Michnikowszczyzna. Zapis choroby
- Author: Rafał Ziemkiewicz
- Publication date: 2006

= Michnikowszczyzna. Zapis choroby =

2006 nonfiction book by Rafał Ziemkiewicz

Michnikowszczyzna. Zapis choroby is a book written by a Polish right-wing journalist Rafał Ziemkiewicz in 2006. The title might be translated as Michnikism. Medical History. It presents a negative analytical and critical view of Adam Michnik, the founder and editor-in-chief of Gazeta Wyborcza (second biggest daily newspaper in Poland), and Michnik's role within Polish society and in the transformation in Poland after 1989.

In the view of the author, the neologism "Michnikowszczyzna" refers to both Michnik himself, his apprentices and the views presented by Gazeta Wyborcza, The term can be loosely translated as 'Michnikitis'. Ziemkiewicz describes in detail their—in his opinion—excessive and negative impact on the shape of politics in Poland, especially during the 90s.
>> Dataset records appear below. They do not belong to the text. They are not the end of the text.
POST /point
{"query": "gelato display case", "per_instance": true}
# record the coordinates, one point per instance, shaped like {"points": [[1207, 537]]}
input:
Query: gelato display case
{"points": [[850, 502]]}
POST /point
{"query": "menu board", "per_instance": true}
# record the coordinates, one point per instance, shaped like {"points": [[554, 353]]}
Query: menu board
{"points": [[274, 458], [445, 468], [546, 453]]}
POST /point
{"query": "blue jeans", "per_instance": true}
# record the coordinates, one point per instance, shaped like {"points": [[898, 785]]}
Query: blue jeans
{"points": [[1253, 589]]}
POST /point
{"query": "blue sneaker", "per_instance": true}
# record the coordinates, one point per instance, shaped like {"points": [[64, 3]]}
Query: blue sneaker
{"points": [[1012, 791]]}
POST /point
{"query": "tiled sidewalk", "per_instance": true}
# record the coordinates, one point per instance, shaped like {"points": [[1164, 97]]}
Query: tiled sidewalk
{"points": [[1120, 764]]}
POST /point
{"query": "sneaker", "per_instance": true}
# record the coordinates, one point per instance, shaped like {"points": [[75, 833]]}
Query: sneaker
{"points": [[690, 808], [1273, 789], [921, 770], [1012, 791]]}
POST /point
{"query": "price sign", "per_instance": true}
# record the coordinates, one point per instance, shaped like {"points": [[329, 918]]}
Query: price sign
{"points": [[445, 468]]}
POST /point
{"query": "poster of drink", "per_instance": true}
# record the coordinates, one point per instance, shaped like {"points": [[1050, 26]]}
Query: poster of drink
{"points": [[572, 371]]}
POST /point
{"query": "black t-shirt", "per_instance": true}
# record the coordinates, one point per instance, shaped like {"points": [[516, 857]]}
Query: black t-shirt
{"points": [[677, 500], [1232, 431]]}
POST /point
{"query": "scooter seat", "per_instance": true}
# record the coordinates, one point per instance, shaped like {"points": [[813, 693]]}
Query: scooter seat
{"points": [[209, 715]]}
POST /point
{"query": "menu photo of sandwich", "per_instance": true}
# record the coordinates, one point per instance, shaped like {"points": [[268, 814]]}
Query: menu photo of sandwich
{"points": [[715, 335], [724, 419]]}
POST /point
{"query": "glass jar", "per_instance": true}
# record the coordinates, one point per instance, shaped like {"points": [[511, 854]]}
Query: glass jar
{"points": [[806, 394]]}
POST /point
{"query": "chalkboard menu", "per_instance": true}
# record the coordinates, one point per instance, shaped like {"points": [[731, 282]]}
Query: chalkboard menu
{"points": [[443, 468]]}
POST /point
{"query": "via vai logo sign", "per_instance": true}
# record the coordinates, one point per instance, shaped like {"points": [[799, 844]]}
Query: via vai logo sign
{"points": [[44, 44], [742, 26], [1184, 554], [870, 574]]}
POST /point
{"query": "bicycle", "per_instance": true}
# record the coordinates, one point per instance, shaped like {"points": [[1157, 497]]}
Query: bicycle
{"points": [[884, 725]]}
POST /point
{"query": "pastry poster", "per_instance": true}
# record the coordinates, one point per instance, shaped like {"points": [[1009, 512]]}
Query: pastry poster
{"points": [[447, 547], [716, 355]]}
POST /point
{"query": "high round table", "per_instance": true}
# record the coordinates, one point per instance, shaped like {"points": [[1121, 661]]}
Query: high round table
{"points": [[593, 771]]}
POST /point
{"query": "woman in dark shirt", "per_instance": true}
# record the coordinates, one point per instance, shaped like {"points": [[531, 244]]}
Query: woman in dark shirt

The book and author's thesis were criticized by some authors, especially those associated with Gazeta Wyborcza.

Released in December 2006, it ranked 6th on the January 2007 list of Polish bestselling books. The book has received numerous reviews in Poland, including in Wprost and one in Michnik's own Gazeta Wyborcza by Ewa Milewicz.